Савинков сидел спокойно, закинув ногу на ногу. Иногда на лицо его выходила чуть приметная улыбка, сводившая разрезы глаз.
- Вы, Егор, говорите, что думаете. И я говорю, что думаю. Если б я хотел говорить неправду, я б говорил так, как вы, соглашался бы с вами. Но искренность выше всего. Мы друг для друга должны быть прозрачны. И вот то, что я сказал, я повторю. Вы народник-идеалист, схожи с "поэтом", потому что на многое смотрите, как дети. Правда, сказано, "устами младенцев", а я скажу "глазами младенцев". Но у меня нет, Егор, как у вас любви и слепой веры в народ. Я вижу, что самодержавие гнило и мерзко. И я, поймите, Я, - подчеркнул Савинков, - я бью его. Это моя игра. Для чего я бью? Для революции? Да. Чтоб пришли новые. Но разве я уверен, что эти новые будут белоснежны и наступит царствие Божие? В это я не верю, Егор. У меня нет веры. Я знаю, что данная государственная форма изжита, новая не родится без мук, борьбы, крови. И я хочу участвовать в этой борьбе, но не для Ивана, Петра и Пелагеи. А для себя. Вот моя с вами разница. Вы идете жертвовать для метафизических Петров и Пелагеи. А я жертвую собой - для себя. Потому что Я этого хочу, тут моя воля решающа. Я может быть буду бороться одиночкой, не знаю. Но иду только до тех пор, пока сам хочу идти, пока мне радостно идти и бить тех, кого я бью!
- Я ничего не понимаю! Стало быть вы во главу угла ставите свою личность, свою особу? так я понял?

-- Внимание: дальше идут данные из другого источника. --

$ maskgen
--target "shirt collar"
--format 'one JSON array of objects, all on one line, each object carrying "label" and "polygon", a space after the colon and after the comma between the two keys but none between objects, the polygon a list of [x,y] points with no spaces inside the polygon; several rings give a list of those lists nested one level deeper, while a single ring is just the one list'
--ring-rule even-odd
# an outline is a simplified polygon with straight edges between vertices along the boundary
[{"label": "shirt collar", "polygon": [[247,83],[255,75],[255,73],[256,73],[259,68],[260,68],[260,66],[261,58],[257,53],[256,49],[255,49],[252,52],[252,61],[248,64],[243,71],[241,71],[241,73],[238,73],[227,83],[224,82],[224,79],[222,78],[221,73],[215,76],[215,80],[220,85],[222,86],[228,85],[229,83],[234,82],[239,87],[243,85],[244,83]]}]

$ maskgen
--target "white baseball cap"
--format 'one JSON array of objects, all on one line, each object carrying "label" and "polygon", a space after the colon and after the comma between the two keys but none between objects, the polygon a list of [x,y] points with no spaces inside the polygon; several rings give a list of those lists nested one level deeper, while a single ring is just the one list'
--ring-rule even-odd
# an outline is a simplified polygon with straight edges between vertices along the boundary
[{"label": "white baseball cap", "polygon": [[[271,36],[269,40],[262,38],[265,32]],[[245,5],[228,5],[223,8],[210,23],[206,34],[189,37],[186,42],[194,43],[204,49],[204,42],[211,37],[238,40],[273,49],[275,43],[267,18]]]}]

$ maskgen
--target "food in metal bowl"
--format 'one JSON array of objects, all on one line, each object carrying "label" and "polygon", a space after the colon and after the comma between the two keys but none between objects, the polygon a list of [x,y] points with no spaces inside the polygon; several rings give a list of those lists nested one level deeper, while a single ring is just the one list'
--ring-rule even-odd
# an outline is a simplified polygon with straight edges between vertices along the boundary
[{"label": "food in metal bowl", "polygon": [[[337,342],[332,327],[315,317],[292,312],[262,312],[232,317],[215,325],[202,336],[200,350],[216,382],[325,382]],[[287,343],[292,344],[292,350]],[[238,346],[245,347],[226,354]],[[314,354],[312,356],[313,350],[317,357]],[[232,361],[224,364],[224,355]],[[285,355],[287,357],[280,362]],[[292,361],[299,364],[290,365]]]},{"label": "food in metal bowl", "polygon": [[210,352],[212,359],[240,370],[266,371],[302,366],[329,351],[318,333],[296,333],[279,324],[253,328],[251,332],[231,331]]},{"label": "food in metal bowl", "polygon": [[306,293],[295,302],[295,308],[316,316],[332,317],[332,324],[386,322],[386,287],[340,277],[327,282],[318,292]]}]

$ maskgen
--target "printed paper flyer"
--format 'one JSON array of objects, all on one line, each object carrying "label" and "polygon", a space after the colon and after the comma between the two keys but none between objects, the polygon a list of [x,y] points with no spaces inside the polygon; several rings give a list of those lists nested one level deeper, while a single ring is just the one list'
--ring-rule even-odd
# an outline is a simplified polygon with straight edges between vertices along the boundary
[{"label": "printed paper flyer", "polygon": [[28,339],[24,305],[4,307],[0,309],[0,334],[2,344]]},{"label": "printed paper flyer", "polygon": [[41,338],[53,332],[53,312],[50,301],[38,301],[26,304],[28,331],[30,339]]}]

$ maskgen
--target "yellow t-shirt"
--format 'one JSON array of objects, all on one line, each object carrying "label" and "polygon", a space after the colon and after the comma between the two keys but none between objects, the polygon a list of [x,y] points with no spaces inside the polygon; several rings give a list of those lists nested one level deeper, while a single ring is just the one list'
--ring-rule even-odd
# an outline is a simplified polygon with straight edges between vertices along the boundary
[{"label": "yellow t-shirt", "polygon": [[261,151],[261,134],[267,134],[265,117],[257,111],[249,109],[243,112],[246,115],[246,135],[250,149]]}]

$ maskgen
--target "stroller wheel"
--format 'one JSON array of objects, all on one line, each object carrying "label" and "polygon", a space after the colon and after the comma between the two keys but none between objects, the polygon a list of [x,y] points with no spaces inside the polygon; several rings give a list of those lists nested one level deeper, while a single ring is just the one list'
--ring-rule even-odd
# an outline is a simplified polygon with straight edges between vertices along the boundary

- Так, - и на спокойное лицо Савинкова выплыла надменная улыбка, обозначившая тонкие зубы.
- Тогда позвольте вас опросить, где же при эдакой-то ницшеанской постановочке место борьбе за социализм?
- Место есть. Я борюсь за социализм, потому что Я хочу социализма, вот почему.
- Но ведь, если вы не верите в народ, в массу, в коллектив, а верите только в себя, то в одно прекрасное утро вам может захотеться встать и против народа?
- Этого не может быть, Егор, - резко сказал Савинков. - Если я не становлюсь, подобно вам, на карачки перед народом, это еще не значит, что я могу стать его врагом. Врагом народа я быть не могу.
В передней раздался пронзительный звонок. Все переглянулись, всем показалось, что зря увлеклись, зря начали спор, забыли о деле.
- Не ходите, Егор, на вас лица нет, - проговорила Прасковья Семеновна.
- Кто б мог быть? - оказал Савинков. - Прасковья Семеновна, я пройду в кабинет.
Накинув широкий серый платок на плечи, Прасковья Семеновна мгновенно стала кухаркой. В передней отперла дверь сначала на цепочку. В раскрывшуюся полосу спросила - "Кто тут"?
- Телеграмма.
Почтальон подал телеграмму из Одессы. Получив на чай, вышел.